Sport and Blackness
I will look at the role of sport in the
documentary “When We Were Kings”. I will consider the role of the match in this
case in uniting the black populations an ocean apart. I will also deal with the
concept of enlarged self and the sportsperson with respect to both the
contesting personalities.
The primary reason why the boxing match
was held in the Congo was economic. It could offer more money for the fight than
any other place. However, the fact that it meant an interaction between the
black Americans and Africans shed a new light on this match. As Ali says “I
live in America but Africa’s the home of the black man”. Going to Africa was a
kind of homecoming to these black people. The memory of uprooting could now be
soothed, however weakly, by the touch of home. Ali says at a couple of instances that the knowledge of the black people in America is of absolute importance and
bewails the ignorance of the majority of them not knowing their “African
brothers”. The fact that sports could raise so much money and publicity would make
many of them aware to a world beyond the ocean that was once theirs, and was
still theirs in spirit. It could thus broaden and strengthen their imagination
and the sense of self, and could confer a sense of “somebody-ness” in them. As someone
in the film put it, it was the meeting between the people of Africa and the American
blacks on a world level. Sport as a plane which could transcend borders was
especially pertinent in this case since a lot of black political and spiritual movements
in the United States, such as the ideas of Malcolm X and the Nation of Islam, looked
for a global unity of the black people. Plus, the fact that here at last these
people could see countrymen who were just like them, and working without any
racial barriers, gave them a sense of freedom. Ali felt it when seeing an
all-Black crew on his flight to the Congo he felt “the first free feeling I’ve
had in a long time”.
The idea of politics at home could not
be ignored, and became a part of the boxing match itself. The image of Ali as a
resistance fighter by refusing to give into the demands of the coloniser to
invade another people appealed enormously to the African people, as Malick Bowens,
an actor told the camera. As we discussed in class, sport has the ability to
generate an enlarged self. A lot of people could share in the personality of a
single person. His dark colour made the “African people” sympathise with Ali,
but that was not all. Here it was modulated by sport. Both Foreman and Ali were
black, and as someone put it, Foreman was “blacker than Ali”. Here, the
characteristic charisma of the sportsman came into play. Foreman, was viewed as
the “representative of white America”, and his unwise decision to bring his
German Shepherd brought to the Congolese people memories of their colonial
masters.

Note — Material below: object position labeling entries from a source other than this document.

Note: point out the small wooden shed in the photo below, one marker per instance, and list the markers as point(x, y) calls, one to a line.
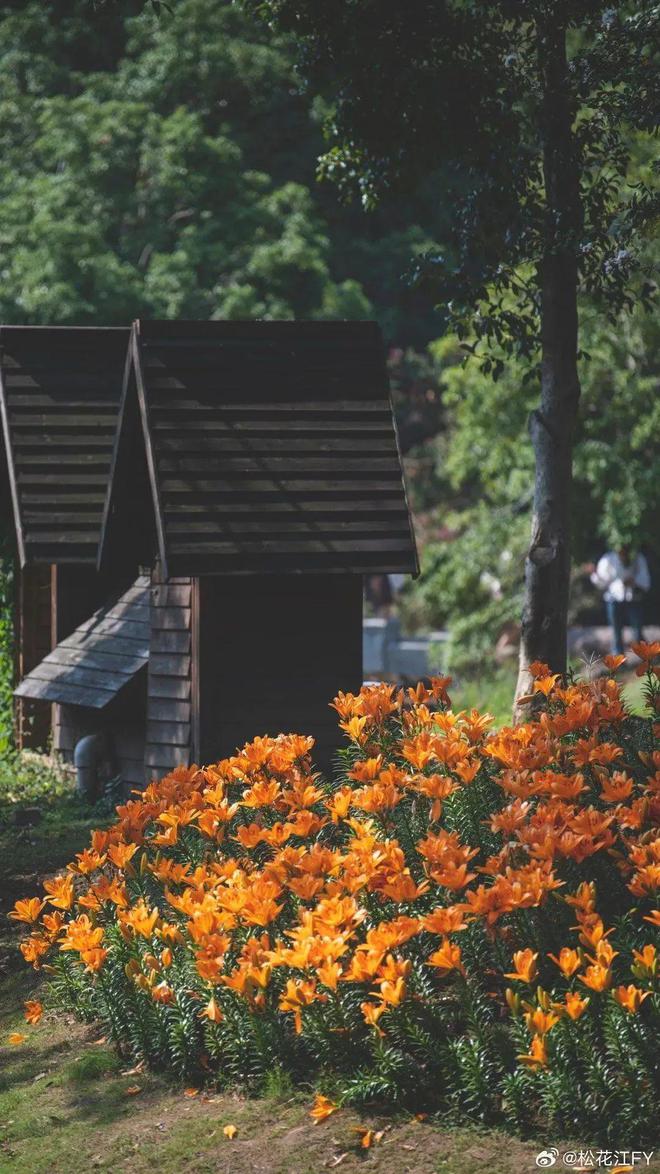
point(254, 478)
point(60, 391)
point(275, 484)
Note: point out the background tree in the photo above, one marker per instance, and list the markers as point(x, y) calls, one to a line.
point(527, 107)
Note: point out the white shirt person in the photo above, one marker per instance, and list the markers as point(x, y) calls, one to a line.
point(624, 580)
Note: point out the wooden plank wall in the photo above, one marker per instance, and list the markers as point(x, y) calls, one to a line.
point(169, 741)
point(33, 642)
point(123, 720)
point(274, 650)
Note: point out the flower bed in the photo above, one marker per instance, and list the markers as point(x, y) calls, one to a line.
point(462, 921)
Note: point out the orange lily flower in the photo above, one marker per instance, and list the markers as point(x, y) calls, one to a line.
point(631, 998)
point(525, 962)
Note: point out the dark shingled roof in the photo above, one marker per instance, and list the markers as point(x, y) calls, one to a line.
point(271, 447)
point(60, 389)
point(103, 654)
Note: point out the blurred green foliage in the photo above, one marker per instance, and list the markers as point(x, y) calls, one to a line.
point(167, 167)
point(472, 483)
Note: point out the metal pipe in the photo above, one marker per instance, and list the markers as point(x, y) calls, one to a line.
point(87, 757)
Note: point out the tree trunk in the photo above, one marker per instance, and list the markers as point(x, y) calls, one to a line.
point(547, 565)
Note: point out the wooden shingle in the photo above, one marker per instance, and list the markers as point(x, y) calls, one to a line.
point(271, 447)
point(60, 390)
point(100, 658)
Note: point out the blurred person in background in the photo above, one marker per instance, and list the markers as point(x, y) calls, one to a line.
point(624, 578)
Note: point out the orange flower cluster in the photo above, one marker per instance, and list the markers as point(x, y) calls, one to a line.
point(255, 883)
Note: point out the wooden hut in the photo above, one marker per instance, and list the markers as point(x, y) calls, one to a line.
point(255, 476)
point(60, 392)
point(275, 484)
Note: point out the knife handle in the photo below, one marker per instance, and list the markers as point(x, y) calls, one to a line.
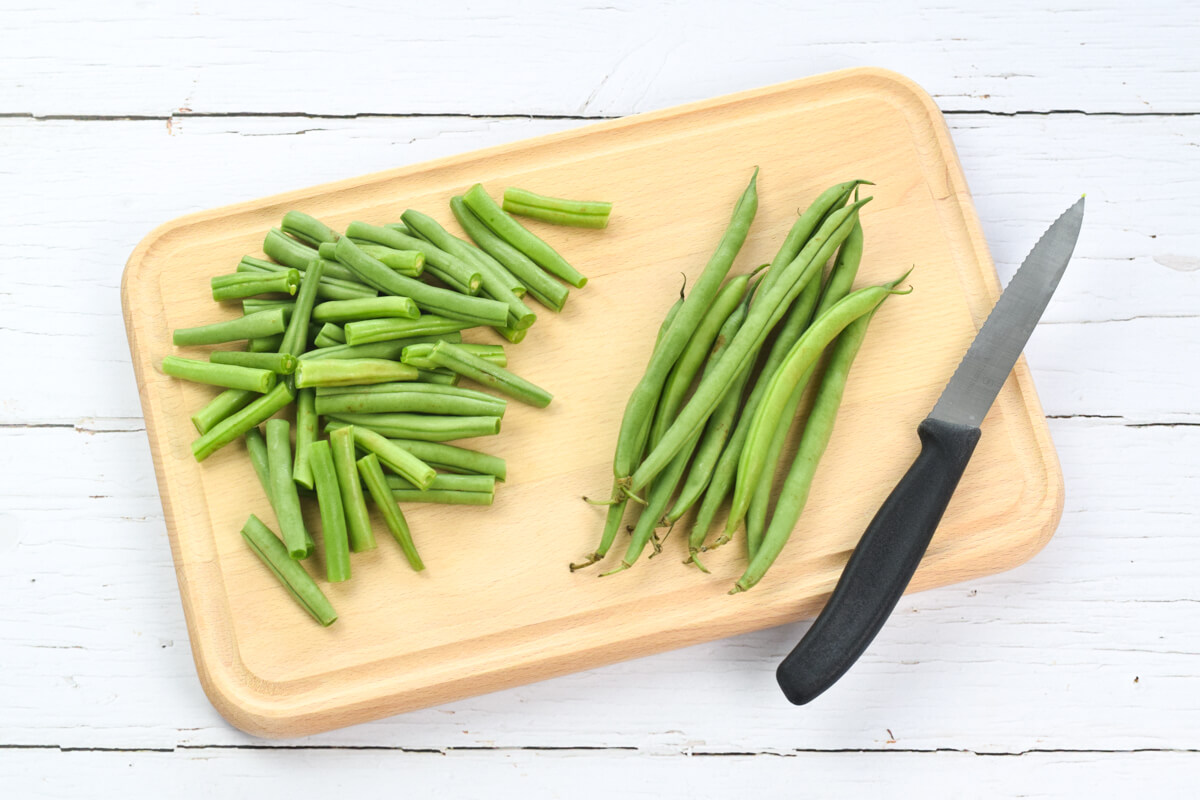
point(881, 565)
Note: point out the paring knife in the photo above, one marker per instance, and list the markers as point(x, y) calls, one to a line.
point(894, 542)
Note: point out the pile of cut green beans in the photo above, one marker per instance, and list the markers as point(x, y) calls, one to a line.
point(708, 421)
point(365, 329)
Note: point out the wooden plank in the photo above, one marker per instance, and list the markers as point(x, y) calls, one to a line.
point(582, 59)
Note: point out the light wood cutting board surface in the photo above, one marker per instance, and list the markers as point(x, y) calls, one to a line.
point(497, 605)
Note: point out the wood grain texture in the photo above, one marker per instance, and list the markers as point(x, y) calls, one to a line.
point(275, 675)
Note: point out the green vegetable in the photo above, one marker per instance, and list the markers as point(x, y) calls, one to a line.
point(333, 516)
point(451, 356)
point(265, 323)
point(289, 573)
point(219, 374)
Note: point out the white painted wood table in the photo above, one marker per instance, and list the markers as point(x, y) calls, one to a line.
point(1073, 674)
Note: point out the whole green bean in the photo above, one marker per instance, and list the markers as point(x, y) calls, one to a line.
point(306, 434)
point(763, 316)
point(281, 364)
point(366, 331)
point(418, 355)
point(297, 334)
point(395, 457)
point(391, 349)
point(541, 287)
point(817, 432)
point(376, 482)
point(264, 323)
point(247, 284)
point(219, 374)
point(453, 356)
point(352, 372)
point(425, 427)
point(289, 573)
point(307, 229)
point(220, 407)
point(479, 311)
point(345, 311)
point(520, 197)
point(333, 515)
point(239, 422)
point(514, 233)
point(358, 522)
point(283, 488)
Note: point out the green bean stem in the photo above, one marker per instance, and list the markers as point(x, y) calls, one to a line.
point(376, 482)
point(333, 515)
point(514, 233)
point(289, 573)
point(222, 405)
point(281, 364)
point(219, 374)
point(345, 311)
point(307, 229)
point(425, 427)
point(247, 284)
point(283, 488)
point(267, 323)
point(366, 331)
point(395, 457)
point(453, 356)
point(817, 432)
point(352, 372)
point(358, 522)
point(541, 287)
point(297, 334)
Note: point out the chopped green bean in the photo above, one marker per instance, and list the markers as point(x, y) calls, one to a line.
point(376, 482)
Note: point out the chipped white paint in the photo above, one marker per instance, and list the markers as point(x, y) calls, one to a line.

Ali, on the other hand, was charismatic, “free”, and “sincere”. He
spoke openly of the problems of the black people in America, and was unabashed
of his blackness. He refused participation in the Vietnam war and was viewed as
the voice of Truth to power. It was on account of this confluence between his
individual persona and the broader ideal he was held to embody that the stadium
could ring with the chants of “Ali boomaye!” and a boxing contest could become
representative of a fight for Truth.
It can be summed up that sport being a
mode of expression which transcends the limitations of space, can at the same
time help overcome a separation from one’s own people and unify them for a
cause. The “Rumble in the Jungle” exemplified all these characteristics.